Some call it a step forward, some a step backward, but as far as city council is concerned, HRMbyDesign is a done deal.
Three years after work on the downtown design plan started, Halifax Regional Council voted in favour of the long-term vision yesterday, following some contentious debate and fine-tuning.
Jennifer Watts of Connaught-Quinpool was the only councillor who voted against the project in the end. Most councillors stood up and applauded city staff and citizens who dedicated their time and effort toward creating the urban plan.
Timberlea-Prospect Coun. Reg Rankin said “this is the right thing to do,” while Lower Sackville Coun. Bob Harvey called it a worthwhile “leap of faith.”
Project manager Andy Fillmore reminded council that “thousands of residents, with their own hands, shaped this plan.” He said about 80 per cent of Haligonians have shared their support “and want to adopt it as quickly as possible.”

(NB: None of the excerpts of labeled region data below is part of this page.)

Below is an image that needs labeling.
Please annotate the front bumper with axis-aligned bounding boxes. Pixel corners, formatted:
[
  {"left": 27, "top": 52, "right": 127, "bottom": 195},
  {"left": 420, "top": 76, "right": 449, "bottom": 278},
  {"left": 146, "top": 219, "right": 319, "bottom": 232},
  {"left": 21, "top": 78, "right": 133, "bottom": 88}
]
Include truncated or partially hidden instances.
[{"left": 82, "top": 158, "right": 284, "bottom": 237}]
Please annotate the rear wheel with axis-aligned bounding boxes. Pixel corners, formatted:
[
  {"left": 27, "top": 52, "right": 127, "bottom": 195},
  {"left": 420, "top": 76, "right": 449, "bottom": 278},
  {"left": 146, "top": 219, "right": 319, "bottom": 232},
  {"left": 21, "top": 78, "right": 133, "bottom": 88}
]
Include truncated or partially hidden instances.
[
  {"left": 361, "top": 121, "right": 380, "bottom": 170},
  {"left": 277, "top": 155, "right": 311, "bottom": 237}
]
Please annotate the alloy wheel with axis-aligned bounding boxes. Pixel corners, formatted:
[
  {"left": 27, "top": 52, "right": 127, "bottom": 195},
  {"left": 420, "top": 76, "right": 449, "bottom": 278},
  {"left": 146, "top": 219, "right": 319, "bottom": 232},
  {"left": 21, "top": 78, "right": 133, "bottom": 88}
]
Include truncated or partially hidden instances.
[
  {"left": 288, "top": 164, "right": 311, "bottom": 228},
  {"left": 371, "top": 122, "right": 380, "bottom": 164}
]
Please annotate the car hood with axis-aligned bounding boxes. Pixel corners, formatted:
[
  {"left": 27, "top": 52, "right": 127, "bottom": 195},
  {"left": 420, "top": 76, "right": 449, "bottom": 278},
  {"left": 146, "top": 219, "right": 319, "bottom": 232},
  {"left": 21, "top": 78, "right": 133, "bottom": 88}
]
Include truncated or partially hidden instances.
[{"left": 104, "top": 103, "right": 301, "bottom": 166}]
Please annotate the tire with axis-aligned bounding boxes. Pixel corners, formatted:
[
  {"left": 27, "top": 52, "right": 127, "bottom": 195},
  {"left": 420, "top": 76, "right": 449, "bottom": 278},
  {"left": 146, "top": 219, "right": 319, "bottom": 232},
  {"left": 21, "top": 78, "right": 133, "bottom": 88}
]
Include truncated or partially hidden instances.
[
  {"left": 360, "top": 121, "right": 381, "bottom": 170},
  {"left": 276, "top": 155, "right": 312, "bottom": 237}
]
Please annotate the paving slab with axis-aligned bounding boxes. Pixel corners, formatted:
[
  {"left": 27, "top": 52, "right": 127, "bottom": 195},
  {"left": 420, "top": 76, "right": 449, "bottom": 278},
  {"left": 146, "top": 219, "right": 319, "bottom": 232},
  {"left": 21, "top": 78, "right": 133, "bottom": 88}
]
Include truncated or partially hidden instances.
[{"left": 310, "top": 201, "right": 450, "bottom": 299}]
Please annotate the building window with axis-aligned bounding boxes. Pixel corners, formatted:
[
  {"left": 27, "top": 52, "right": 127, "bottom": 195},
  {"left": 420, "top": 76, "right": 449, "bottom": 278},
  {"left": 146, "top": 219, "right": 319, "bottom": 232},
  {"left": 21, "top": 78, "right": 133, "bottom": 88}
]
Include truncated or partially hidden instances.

The Heritage Trust of Nova Scotia, however, has been vocal about its opposition and president Phil Pacey said yesterday he’s “very disappointed” that the plan has passed.
“The overall result today has been very negative for the city,” he said, pointing to an informal survey of preferred views from Citadel Hill, conducted by his group a few weeks ago.
“Ninety-one per cent of the public don’t want those convention centre towers.”
But Pacey said he’s “pleased” with three amendments made yesterday, including the decision to keep current height limits for buildings on south Barrington Street, as well as the move to add more laypeople to a design review committee.
“We have taken three small steps forward; one giant step backward,” Pacey said.
Fillmore told reporters the 25-year plan preserves most downtown view planes and introduces three heritage conservation districts. HRMbyDesign is “an absolutely crucial step toward Halifax finding itself in the realm of great Canadian cities,” he said.